Now assuming the best-case scenario, which doesn’t have my doctor in cahoots with a massive pharmaceutical company, and he isn’t a lazy ass, he was likely guessing that drugs were best for me. I disagreed. I guess I lucked out.

But if you take this story and ratchet it up considerably to bring in larger physical problems, you might get the picture.

The government wants you to believe that lawyers and frivolous damage claims are ruining the medical profession, keeping you from the best care, and jacking up the cost of health care in general. This is bullshit, like most of what this government, or any government tells you. The fact is the toothpaste is out of the tube when it comes to health costs. They can tort reform all over the map and you’ll still pay through the nose with less or no rights in case all this guesswork lands you in a wheelchair or worse.

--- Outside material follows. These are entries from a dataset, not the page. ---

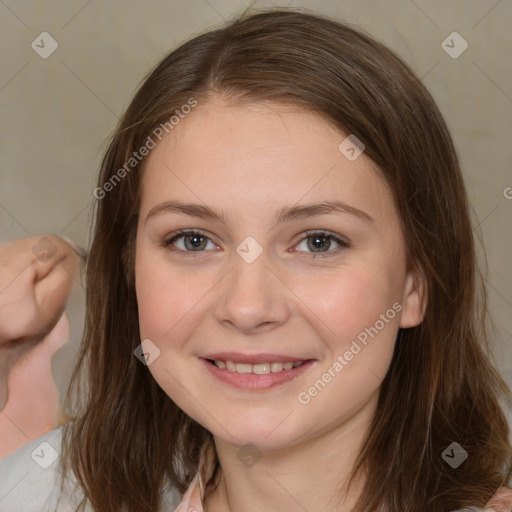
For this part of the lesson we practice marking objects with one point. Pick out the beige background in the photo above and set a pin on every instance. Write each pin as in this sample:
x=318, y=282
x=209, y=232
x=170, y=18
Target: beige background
x=58, y=112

Bash lawyers all you want. It’s fun. I do it in weaker moments. Bashing attorneys is the comedic equivalent of the fart joke. It never fails to get a laugh. It’s cheap and it always works. But when you are damaged goods, you had better get a good one or you will be one of the forgotten.

Many malpractice lawsuits are out of control, but making laws to curtail or put restrictions on the amount and severity of legal recourse is how this country deals with aberrations of any kind; throw the baby out with the bathwater. The federal government, the FBI and the CIA can’t protect us, so chuck civil rights. Lunatic children shoot up the schools, outlaw guns and video games. Drug problem? Jail everyone. Homeless problem? Make them disappear.

Why should the American people give up the right to sue lousy doctors or negligent hospitals just because the denizens of our court system cannot tell the difference between a frivolous lawsuit and a legitimate claim? We have regulated ourselves silly. So much so, that many of us crave some form of chemical to keep us from facing the truth.

And what is the truth?

The AMA and huge Pharmaceutical corporations have stronger lobbies in Washington than you and me. They dump tons of money into campaigns. Those campaigns find themselves in chairs in congress and they make the laws. We eat shit.

This is how it works.

Shakespeare knew this. That’s why the above quote, often misused to mock the law profession by those who still think Randy Newman hates short people and we didn’t steal Texas, is really about the first sign of abuse of power. A character that goes by the name of Dick the Butcher, whom the author describes as “the head of an army of rabble and a demagogue pandering to the ignorant” and who plans on overthrowing the government, utters it.

It is a warning about letting things run smoother by giving up the right to have a voice if you become a casualty.

Consider this another, if not less literary, warning.